# Platform smoke testing

`pi-codex-goal` uses a Crabbox-backed local platform smoke gate to prove the package on macOS, Ubuntu Linux, and native Windows before release-sensitive changes ship.

This setup reuses the portable Crabbox platform-testing lessons without copying provider-specific smoke flows from another project. The gate includes a real model-backed pi run so release checks catch platform-specific extension failures before completion is claimed.

## Required gate

Release-sensitive changes use a doctor-first gate:

```sh
npm run check:platform-smoke
npm run smoke:platform:doctor
npm run smoke:platform:all
```

`smoke:platform:all` runs the same doctor before any target suite starts, so a full release run still fails before syncing targets or spending model tokens when local setup is not ready. Run `smoke:platform:doctor` directly when diagnosing setup.

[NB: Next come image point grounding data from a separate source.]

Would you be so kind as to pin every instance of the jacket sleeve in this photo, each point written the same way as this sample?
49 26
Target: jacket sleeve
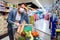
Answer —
9 19
27 19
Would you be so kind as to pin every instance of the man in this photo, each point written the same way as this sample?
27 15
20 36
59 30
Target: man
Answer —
16 17
53 21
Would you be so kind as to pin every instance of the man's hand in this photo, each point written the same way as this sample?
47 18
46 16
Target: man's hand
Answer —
17 24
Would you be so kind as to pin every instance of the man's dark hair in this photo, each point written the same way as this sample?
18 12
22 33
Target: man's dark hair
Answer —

Per-target commands are for diagnosis. They run a lightweight local artifact preflight before Crabbox sync, but they do not replace the full doctor readiness check:

```sh
npm run smoke:platform:macos
npm run smoke:platform:ubuntu
npm run smoke:platform:windows-native
```

## Targets

| Target | Crabbox provider | Shell contract |
| --- | --- | --- |
| `macos` | `ssh` static localhost | POSIX shell on macOS |
| `ubuntu` | `local-container` | POSIX shell in an Ubuntu Node container |
| `windows-native` | `parallels` | native Windows PowerShell |

## Required environment

Install Crabbox `0.26.0` or newer with Homebrew so `crabbox` is on `PATH`. Use `PLATFORM_SMOKE_CRABBOX=/path/to/crabbox` only when testing a non-default binary. The supported package runtime floor is Node 24, matching the local and Crabbox platform validation baseline.

```sh
PLATFORM_SMOKE_MAC_HOST=localhost
PLATFORM_SMOKE_MAC_USER="$USER"
PLATFORM_SMOKE_MAC_WORK_ROOT="/Users/$USER/crabbox/pi-codex-goal"
PLATFORM_SMOKE_UBUNTU_IMAGE="cimg/node:24.16"

PLATFORM_SMOKE_WINDOWS_VM="pi-extension-windows-template"
PLATFORM_SMOKE_WINDOWS_SNAPSHOT="crabbox-ready"
PLATFORM_SMOKE_WINDOWS_USER="<windows-ssh-user>"
PLATFORM_SMOKE_WINDOWS_WORK_ROOT="C:\\crabbox\\pi-codex-goal"

# Real runtime smoke defaults.
PLATFORM_SMOKE_MODEL="zai/glm-5.2"
PLATFORM_SMOKE_AUTH_ENV="ZAI_API_KEY,Z_AI_API_KEY"
```

`platform-smoke.config.mjs` owns the project defaults: required targets/suites, Crabbox minimum version, Ubuntu image, macOS work root, shared Parallels template/snapshot, Node validation major, default model, and explicit auth env names. Use `PLATFORM_SMOKE_*` variables only as local machine knobs or one-off overrides.

Use `PLATFORM_SMOKE_MODEL` to run the real runtime smoke against another provider/model, and `PLATFORM_SMOKE_AUTH_ENV` to tell Crabbox which auth variables to forward to each target. Do not broad-allow secrets; forward only the named variables needed by `goal-runtime-smoke`.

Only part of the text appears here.